Mon,08/24/2020 - 09:57am
30 Years After a Landmark Disability Law, the Fight for Access and Equality Continues

Access to employment, one of the central promises of the ADA, is perhaps most out of reach. Disabled people are still roughly twice as likely as nondisabled Americans to be unemployed and to live in poverty, and these numbers have persisted over time. While employment rates had begun improving in recent years, the COVID-19 pandemic is reversing that trend. Workers with disabilities still face both overt discrimination and implicit bias, but another part of the problem, experts say, is that the Social Security benefit programs on which many disabled people rely come with restrictive eligibility requirements that can act as work disincentives.

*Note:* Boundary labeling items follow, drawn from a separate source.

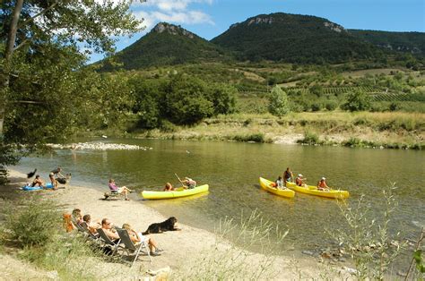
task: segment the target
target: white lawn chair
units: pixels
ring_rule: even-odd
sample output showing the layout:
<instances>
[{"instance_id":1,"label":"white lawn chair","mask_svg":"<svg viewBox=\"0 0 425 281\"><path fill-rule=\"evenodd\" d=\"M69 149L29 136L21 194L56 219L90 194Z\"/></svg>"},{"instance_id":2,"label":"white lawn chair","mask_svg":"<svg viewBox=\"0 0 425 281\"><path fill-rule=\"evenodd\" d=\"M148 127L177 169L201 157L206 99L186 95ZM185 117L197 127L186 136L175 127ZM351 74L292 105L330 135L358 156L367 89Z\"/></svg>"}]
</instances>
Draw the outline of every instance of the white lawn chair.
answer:
<instances>
[{"instance_id":1,"label":"white lawn chair","mask_svg":"<svg viewBox=\"0 0 425 281\"><path fill-rule=\"evenodd\" d=\"M126 229L117 229L117 231L118 232L119 238L121 238L121 242L125 245L124 250L126 250L127 256L129 257L131 252L135 252L134 260L133 260L131 267L133 267L135 260L139 257L142 248L145 249L146 252L148 253L149 260L151 262L152 262L147 240L134 244L133 241L131 241L130 235L128 235L128 232Z\"/></svg>"},{"instance_id":2,"label":"white lawn chair","mask_svg":"<svg viewBox=\"0 0 425 281\"><path fill-rule=\"evenodd\" d=\"M110 246L113 249L112 255L114 255L118 251L118 247L120 247L119 244L121 243L121 239L119 239L116 243L113 242L112 240L110 240L109 237L108 237L102 228L98 229L98 234L100 236L101 241L103 241L105 244Z\"/></svg>"}]
</instances>

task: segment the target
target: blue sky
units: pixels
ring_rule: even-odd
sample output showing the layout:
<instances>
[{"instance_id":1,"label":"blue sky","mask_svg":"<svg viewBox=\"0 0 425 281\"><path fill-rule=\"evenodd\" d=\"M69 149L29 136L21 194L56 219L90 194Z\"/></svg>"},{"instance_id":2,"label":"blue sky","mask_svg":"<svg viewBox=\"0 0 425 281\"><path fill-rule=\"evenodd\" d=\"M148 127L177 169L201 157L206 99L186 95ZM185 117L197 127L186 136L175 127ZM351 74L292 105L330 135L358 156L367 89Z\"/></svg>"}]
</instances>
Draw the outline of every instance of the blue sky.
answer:
<instances>
[{"instance_id":1,"label":"blue sky","mask_svg":"<svg viewBox=\"0 0 425 281\"><path fill-rule=\"evenodd\" d=\"M425 32L425 0L147 0L132 5L146 26L131 38L121 38L119 51L160 21L178 25L212 39L235 23L277 12L326 18L346 29ZM93 55L91 62L101 59Z\"/></svg>"}]
</instances>

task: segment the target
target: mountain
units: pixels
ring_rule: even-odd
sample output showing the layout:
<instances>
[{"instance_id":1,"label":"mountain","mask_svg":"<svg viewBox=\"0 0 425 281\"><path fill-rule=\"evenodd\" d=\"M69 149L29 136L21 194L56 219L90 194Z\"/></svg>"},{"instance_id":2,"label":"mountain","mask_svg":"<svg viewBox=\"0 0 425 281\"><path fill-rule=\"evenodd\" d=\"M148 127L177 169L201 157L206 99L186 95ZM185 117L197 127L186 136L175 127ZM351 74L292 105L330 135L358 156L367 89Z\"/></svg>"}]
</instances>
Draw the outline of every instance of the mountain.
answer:
<instances>
[{"instance_id":1,"label":"mountain","mask_svg":"<svg viewBox=\"0 0 425 281\"><path fill-rule=\"evenodd\" d=\"M233 24L211 42L250 61L334 64L377 58L384 52L326 19L283 13Z\"/></svg>"},{"instance_id":2,"label":"mountain","mask_svg":"<svg viewBox=\"0 0 425 281\"><path fill-rule=\"evenodd\" d=\"M424 32L392 32L359 30L349 30L349 32L379 47L397 52L425 55Z\"/></svg>"},{"instance_id":3,"label":"mountain","mask_svg":"<svg viewBox=\"0 0 425 281\"><path fill-rule=\"evenodd\" d=\"M166 22L158 23L148 34L113 56L114 65L117 63L126 70L226 59L229 55L221 47ZM108 60L103 65L103 71L117 68Z\"/></svg>"}]
</instances>

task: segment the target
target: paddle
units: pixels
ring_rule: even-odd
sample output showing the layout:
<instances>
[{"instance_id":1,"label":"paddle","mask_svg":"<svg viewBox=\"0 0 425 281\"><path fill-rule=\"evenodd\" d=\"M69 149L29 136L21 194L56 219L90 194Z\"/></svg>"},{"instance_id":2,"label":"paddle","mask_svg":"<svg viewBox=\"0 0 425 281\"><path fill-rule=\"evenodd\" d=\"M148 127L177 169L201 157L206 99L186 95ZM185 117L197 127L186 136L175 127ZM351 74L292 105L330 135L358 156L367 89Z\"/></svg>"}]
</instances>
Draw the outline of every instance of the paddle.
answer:
<instances>
[{"instance_id":1,"label":"paddle","mask_svg":"<svg viewBox=\"0 0 425 281\"><path fill-rule=\"evenodd\" d=\"M178 179L178 182L180 182L181 185L184 187L185 184L183 184L183 182L180 180L180 178L178 177L178 175L176 173L174 173L174 175L176 175L176 176L177 176Z\"/></svg>"}]
</instances>

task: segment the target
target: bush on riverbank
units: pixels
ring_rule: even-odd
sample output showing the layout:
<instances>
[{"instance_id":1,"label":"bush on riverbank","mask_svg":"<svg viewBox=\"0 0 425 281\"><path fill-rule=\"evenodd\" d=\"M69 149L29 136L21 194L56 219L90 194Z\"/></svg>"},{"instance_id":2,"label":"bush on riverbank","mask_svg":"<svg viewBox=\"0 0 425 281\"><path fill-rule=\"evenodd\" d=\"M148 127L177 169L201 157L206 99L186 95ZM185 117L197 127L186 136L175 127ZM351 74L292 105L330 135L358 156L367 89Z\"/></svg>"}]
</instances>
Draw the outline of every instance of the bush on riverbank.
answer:
<instances>
[{"instance_id":1,"label":"bush on riverbank","mask_svg":"<svg viewBox=\"0 0 425 281\"><path fill-rule=\"evenodd\" d=\"M372 214L364 195L352 205L346 200L338 201L351 231L338 228L328 232L352 258L356 266L354 275L359 280L384 280L386 274L392 273L389 272L391 264L406 245L406 242L400 241L399 234L393 234L390 229L392 216L398 206L393 193L395 188L393 184L382 191L386 205L378 213Z\"/></svg>"}]
</instances>

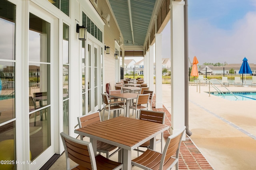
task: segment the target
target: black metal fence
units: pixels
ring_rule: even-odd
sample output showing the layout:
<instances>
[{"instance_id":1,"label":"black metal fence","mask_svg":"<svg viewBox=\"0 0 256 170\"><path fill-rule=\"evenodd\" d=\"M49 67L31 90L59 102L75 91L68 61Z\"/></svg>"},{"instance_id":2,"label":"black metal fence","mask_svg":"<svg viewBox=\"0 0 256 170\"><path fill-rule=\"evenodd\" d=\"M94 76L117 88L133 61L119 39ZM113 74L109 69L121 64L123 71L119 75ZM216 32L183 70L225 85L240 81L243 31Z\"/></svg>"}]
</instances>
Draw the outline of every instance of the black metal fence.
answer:
<instances>
[{"instance_id":1,"label":"black metal fence","mask_svg":"<svg viewBox=\"0 0 256 170\"><path fill-rule=\"evenodd\" d=\"M222 76L228 77L230 85L234 84L235 77L240 77L241 81L245 84L251 85L252 76L256 76L256 68L251 68L252 74L239 74L240 68L198 68L198 75L207 78L208 80L217 79L221 82ZM196 84L198 77L190 75L191 68L188 68L188 78L190 84ZM144 77L144 68L124 68L124 78L137 78ZM154 78L155 77L155 69L154 69ZM154 79L154 83L155 82ZM162 68L162 83L171 83L171 68ZM219 84L218 81L213 83Z\"/></svg>"}]
</instances>

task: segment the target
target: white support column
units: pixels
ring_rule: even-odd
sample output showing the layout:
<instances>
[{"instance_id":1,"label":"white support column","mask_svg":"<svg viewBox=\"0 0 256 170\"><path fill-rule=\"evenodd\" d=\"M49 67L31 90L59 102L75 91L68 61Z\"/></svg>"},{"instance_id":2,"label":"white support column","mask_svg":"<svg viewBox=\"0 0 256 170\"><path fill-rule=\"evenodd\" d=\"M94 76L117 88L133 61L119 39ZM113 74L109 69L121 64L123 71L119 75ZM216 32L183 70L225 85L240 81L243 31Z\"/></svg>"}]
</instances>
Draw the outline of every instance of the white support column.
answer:
<instances>
[{"instance_id":1,"label":"white support column","mask_svg":"<svg viewBox=\"0 0 256 170\"><path fill-rule=\"evenodd\" d=\"M149 46L149 84L148 84L149 86L149 90L154 91L154 45ZM150 69L152 68L152 69Z\"/></svg>"},{"instance_id":2,"label":"white support column","mask_svg":"<svg viewBox=\"0 0 256 170\"><path fill-rule=\"evenodd\" d=\"M148 86L149 86L149 51L148 51L146 52L146 72L145 75L146 75L146 82Z\"/></svg>"},{"instance_id":3,"label":"white support column","mask_svg":"<svg viewBox=\"0 0 256 170\"><path fill-rule=\"evenodd\" d=\"M156 36L156 108L163 108L162 100L162 33Z\"/></svg>"},{"instance_id":4,"label":"white support column","mask_svg":"<svg viewBox=\"0 0 256 170\"><path fill-rule=\"evenodd\" d=\"M124 68L124 50L122 51L122 66Z\"/></svg>"},{"instance_id":5,"label":"white support column","mask_svg":"<svg viewBox=\"0 0 256 170\"><path fill-rule=\"evenodd\" d=\"M185 125L185 3L183 0L171 3L171 129L174 133Z\"/></svg>"}]
</instances>

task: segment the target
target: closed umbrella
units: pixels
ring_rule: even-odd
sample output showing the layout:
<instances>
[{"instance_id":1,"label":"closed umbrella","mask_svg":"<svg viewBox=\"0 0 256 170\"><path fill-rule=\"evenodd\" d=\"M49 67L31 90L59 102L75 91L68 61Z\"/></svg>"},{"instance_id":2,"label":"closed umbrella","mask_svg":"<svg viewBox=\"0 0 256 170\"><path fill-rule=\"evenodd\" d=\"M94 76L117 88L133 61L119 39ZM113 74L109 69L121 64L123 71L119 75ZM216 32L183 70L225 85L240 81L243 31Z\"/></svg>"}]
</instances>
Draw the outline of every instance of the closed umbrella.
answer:
<instances>
[{"instance_id":1,"label":"closed umbrella","mask_svg":"<svg viewBox=\"0 0 256 170\"><path fill-rule=\"evenodd\" d=\"M193 66L192 66L192 70L191 70L191 73L190 76L198 76L198 71L197 69L197 64L198 63L198 61L196 56L194 57L193 59Z\"/></svg>"},{"instance_id":2,"label":"closed umbrella","mask_svg":"<svg viewBox=\"0 0 256 170\"><path fill-rule=\"evenodd\" d=\"M239 70L239 74L242 74L242 81L243 84L244 83L244 74L252 74L252 70L251 68L250 68L249 64L247 61L248 60L246 57L243 59L243 63L242 64L240 70Z\"/></svg>"}]
</instances>

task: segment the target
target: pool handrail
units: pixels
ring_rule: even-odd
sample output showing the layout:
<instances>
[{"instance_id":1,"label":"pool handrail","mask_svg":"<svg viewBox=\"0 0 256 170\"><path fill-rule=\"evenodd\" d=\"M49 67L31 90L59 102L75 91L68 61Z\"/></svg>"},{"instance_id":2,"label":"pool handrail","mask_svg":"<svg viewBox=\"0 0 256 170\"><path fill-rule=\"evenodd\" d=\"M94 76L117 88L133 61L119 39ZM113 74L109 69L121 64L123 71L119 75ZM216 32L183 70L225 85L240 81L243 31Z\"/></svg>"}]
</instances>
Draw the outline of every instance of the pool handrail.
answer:
<instances>
[{"instance_id":1,"label":"pool handrail","mask_svg":"<svg viewBox=\"0 0 256 170\"><path fill-rule=\"evenodd\" d=\"M224 84L223 83L222 83L222 82L220 82L220 80L218 80L218 79L211 79L211 80L209 80L209 97L210 97L210 84L211 84L211 85L212 85L212 86L214 88L214 89L215 89L215 90L216 90L216 88L217 88L218 90L219 90L219 91L220 91L220 92L221 92L221 93L221 93L221 94L222 94L224 95L224 94L223 93L223 92L221 90L220 90L220 89L218 89L217 87L216 87L216 86L215 86L214 84L213 84L213 83L211 82L212 82L212 80L217 80L217 81L218 82L220 83L220 84L222 84L222 85L223 85L223 86L224 86L224 87L226 89L227 89L227 90L228 90L228 92L230 93L230 94L232 94L232 95L233 95L233 96L235 96L235 97L236 98L236 99L238 99L238 98L237 98L237 97L236 96L236 95L235 95L234 94L233 94L233 93L232 93L231 92L230 92L230 91L229 90L228 90L228 88L226 88L226 86L225 86L225 85L224 85ZM214 88L214 87L215 87L216 88ZM218 90L217 90L218 91ZM220 92L219 92L219 91L218 91L218 92L219 92L219 93Z\"/></svg>"}]
</instances>

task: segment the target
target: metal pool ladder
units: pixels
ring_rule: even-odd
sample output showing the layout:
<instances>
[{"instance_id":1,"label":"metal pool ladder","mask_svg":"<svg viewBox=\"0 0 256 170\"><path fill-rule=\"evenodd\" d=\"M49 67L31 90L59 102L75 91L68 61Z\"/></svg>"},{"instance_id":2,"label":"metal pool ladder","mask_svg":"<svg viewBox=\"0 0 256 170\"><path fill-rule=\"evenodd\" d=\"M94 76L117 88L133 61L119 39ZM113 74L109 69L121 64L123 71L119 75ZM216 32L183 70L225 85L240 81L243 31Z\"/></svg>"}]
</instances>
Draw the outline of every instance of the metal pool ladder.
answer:
<instances>
[{"instance_id":1,"label":"metal pool ladder","mask_svg":"<svg viewBox=\"0 0 256 170\"><path fill-rule=\"evenodd\" d=\"M207 78L206 78L207 79ZM220 90L220 89L219 89L218 88L217 88L216 86L215 86L214 84L213 84L212 82L212 80L214 80L214 81L217 81L218 82L219 82L226 89L227 89L227 90L228 90L228 92L230 93L230 94L232 94L233 96L234 96L236 98L236 99L238 99L237 97L236 96L236 95L235 95L234 94L233 94L233 93L232 93L231 92L230 92L230 91L228 90L228 88L226 88L226 86L225 86L225 85L224 85L224 84L223 84L222 82L221 82L220 80L219 80L218 79L211 79L210 80L208 79L207 79L207 80L209 82L209 96L210 96L210 85L211 85L212 87L213 87L216 90L217 90L218 92L218 93L222 94L223 95L224 95L224 94L223 93L223 92Z\"/></svg>"}]
</instances>

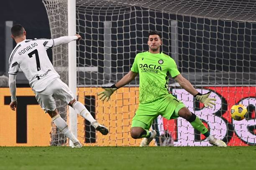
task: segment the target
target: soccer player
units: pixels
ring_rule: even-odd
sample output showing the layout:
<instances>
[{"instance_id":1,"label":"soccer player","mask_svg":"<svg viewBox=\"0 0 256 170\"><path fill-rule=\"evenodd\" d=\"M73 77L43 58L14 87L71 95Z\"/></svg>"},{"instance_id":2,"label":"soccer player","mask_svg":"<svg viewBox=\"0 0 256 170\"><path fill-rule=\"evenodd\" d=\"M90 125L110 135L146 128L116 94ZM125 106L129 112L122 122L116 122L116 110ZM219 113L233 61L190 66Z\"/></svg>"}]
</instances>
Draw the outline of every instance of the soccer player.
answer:
<instances>
[{"instance_id":1,"label":"soccer player","mask_svg":"<svg viewBox=\"0 0 256 170\"><path fill-rule=\"evenodd\" d=\"M148 146L156 136L156 131L149 129L153 120L160 114L167 120L179 116L184 118L203 134L211 144L226 147L227 145L224 141L210 135L207 128L195 114L192 113L181 101L170 94L169 76L203 103L205 107L212 108L215 105L216 99L209 97L211 92L205 94L199 93L181 75L173 59L160 53L162 41L159 33L150 32L147 44L149 50L137 54L131 71L115 84L104 88L104 90L98 94L100 99L108 101L114 91L129 83L139 74L139 104L132 120L131 135L134 139L144 138L140 146Z\"/></svg>"},{"instance_id":2,"label":"soccer player","mask_svg":"<svg viewBox=\"0 0 256 170\"><path fill-rule=\"evenodd\" d=\"M46 50L73 41L80 40L81 36L62 36L55 39L27 40L27 33L20 25L11 29L11 37L17 45L9 59L9 86L11 93L10 109L15 110L17 105L16 96L16 78L19 68L21 70L32 87L41 107L52 118L56 126L74 144L73 148L80 148L82 144L68 129L66 122L60 116L56 108L55 98L72 107L79 115L89 121L97 130L106 135L108 129L101 125L80 102L76 101L67 85L60 79L54 70Z\"/></svg>"}]
</instances>

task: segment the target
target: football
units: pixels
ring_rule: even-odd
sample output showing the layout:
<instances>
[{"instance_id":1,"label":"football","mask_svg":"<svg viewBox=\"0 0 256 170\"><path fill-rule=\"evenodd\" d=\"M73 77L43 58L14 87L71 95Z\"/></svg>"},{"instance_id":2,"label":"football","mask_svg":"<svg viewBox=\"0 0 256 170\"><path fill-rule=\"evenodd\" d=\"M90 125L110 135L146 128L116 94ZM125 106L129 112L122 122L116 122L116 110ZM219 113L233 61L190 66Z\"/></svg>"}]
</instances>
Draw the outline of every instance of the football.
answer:
<instances>
[{"instance_id":1,"label":"football","mask_svg":"<svg viewBox=\"0 0 256 170\"><path fill-rule=\"evenodd\" d=\"M247 112L247 109L242 104L234 105L230 110L231 116L236 121L241 121L245 119Z\"/></svg>"}]
</instances>

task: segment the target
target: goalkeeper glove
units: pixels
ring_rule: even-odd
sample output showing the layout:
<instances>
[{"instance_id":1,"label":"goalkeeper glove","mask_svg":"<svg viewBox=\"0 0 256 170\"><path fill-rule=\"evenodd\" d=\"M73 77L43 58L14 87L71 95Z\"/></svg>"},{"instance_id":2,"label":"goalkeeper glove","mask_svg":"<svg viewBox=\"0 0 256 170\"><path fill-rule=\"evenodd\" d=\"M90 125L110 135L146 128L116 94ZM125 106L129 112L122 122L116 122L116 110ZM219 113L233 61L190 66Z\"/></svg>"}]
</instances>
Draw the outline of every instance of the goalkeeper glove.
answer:
<instances>
[{"instance_id":1,"label":"goalkeeper glove","mask_svg":"<svg viewBox=\"0 0 256 170\"><path fill-rule=\"evenodd\" d=\"M204 104L204 107L207 107L210 106L211 108L213 107L213 105L215 105L216 99L214 98L208 97L211 94L211 91L208 92L205 94L201 94L201 93L197 93L194 97L195 98L202 102Z\"/></svg>"},{"instance_id":2,"label":"goalkeeper glove","mask_svg":"<svg viewBox=\"0 0 256 170\"><path fill-rule=\"evenodd\" d=\"M111 96L113 93L117 90L118 88L117 88L114 84L110 87L102 87L102 88L104 90L99 93L98 96L100 96L99 99L101 100L101 101L104 101L105 99L107 99L107 101L108 101L110 99L110 96Z\"/></svg>"}]
</instances>

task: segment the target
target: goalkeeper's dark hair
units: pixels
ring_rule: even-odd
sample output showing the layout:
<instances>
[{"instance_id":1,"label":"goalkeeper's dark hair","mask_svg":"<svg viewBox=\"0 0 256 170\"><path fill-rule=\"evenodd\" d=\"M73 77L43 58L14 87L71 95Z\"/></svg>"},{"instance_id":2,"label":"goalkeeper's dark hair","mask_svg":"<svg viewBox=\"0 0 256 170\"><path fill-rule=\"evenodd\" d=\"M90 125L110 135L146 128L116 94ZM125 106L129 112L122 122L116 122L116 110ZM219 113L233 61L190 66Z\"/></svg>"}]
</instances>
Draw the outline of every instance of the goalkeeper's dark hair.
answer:
<instances>
[{"instance_id":1,"label":"goalkeeper's dark hair","mask_svg":"<svg viewBox=\"0 0 256 170\"><path fill-rule=\"evenodd\" d=\"M22 35L25 31L25 29L20 24L16 24L11 27L10 31L11 32L11 34L14 37L18 37Z\"/></svg>"},{"instance_id":2,"label":"goalkeeper's dark hair","mask_svg":"<svg viewBox=\"0 0 256 170\"><path fill-rule=\"evenodd\" d=\"M149 31L149 32L148 33L148 36L149 36L149 35L157 35L159 36L160 38L161 38L161 34L159 33L159 32L158 32L157 31Z\"/></svg>"}]
</instances>

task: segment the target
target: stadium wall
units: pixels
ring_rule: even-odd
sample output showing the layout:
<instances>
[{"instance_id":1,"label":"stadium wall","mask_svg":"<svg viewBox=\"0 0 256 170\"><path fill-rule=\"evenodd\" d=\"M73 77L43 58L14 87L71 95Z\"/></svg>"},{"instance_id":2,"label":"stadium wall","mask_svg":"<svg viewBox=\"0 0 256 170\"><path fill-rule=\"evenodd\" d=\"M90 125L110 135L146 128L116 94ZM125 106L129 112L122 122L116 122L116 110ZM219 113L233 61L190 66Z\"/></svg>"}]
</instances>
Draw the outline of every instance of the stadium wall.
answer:
<instances>
[{"instance_id":1,"label":"stadium wall","mask_svg":"<svg viewBox=\"0 0 256 170\"><path fill-rule=\"evenodd\" d=\"M203 108L183 89L171 91L203 120L212 134L223 139L229 146L255 145L256 87L204 88L203 93L210 90L213 91L211 96L217 99L216 106L213 109ZM110 134L103 136L96 134L88 122L79 117L79 139L85 146L138 146L140 140L135 140L130 136L132 119L138 104L138 88L122 88L112 95L110 101L104 103L98 100L96 95L101 90L99 87L78 88L78 99L100 122L109 128ZM9 107L9 89L0 88L0 146L49 146L50 116L40 108L30 88L18 88L17 96L18 105L17 111L13 111ZM248 115L242 121L235 121L229 111L232 105L240 103L247 107ZM209 145L202 135L195 135L192 126L183 119L168 121L159 117L154 123L153 127L160 134L167 129L172 132L174 146Z\"/></svg>"}]
</instances>

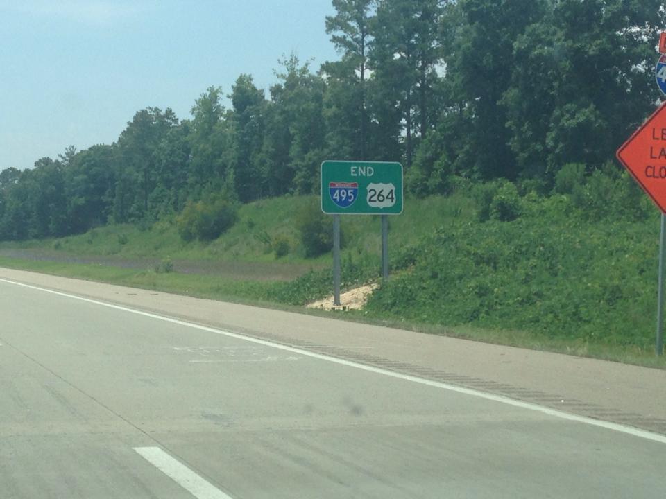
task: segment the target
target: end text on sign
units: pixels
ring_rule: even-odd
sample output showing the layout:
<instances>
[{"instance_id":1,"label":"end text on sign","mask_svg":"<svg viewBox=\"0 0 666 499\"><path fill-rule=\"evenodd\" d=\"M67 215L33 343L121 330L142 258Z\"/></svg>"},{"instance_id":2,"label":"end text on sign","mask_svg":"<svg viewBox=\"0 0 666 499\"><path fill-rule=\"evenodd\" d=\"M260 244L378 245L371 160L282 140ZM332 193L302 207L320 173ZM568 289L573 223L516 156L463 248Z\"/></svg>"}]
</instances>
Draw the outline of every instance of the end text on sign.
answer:
<instances>
[{"instance_id":1,"label":"end text on sign","mask_svg":"<svg viewBox=\"0 0 666 499\"><path fill-rule=\"evenodd\" d=\"M372 177L375 175L375 168L372 166L352 166L352 177Z\"/></svg>"}]
</instances>

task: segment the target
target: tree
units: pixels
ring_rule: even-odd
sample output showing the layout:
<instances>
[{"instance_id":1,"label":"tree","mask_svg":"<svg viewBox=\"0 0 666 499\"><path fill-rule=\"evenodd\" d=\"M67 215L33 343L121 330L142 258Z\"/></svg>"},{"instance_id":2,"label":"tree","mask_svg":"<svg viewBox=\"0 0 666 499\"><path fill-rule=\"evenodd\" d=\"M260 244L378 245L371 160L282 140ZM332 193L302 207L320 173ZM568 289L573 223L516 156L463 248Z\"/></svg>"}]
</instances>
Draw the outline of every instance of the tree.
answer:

People with disabilities have long advocated for changes in these policies, but the rest of the country has been slow to listen. Though 1 in 4 Americans has some sort of disability, they have historically split their support between the two main political parties. Inaccessible polling places also pose a problem, says Keri Gray, who oversees the American Association of People with Disabilities’ voter-registration and civic-engagement campaign. “There’s this lack of creative thinking and problem solving that needs to happen, like, yesterday, for our country to be really effective,” she says. Gray, who is Black, also argues that advocating for disabled people’s right to vote should go hand in hand with fighting for racial justice–something the disability-rights movement hasn’t always done, she says.

Though that, too, is improving. As younger activists like Gray, who was born the year the ADA was passed, take center stage, they are bringing new, more inclusive ideas about disability rights. Ne’eman, who is writing a book about the history of American disability advocacy, says the increase in people publicly embracing their disability as part of their identity has played an important role in shaping new public attitudes.

The COVID-19 pandemic is also playing a part. With tens of millions of Americans suddenly working and attending school remotely, and thousands experiencing lingering health problems, it’s become more commonplace to think about what it means to need accommodations, rely on friends and neighbors, and depend on government support.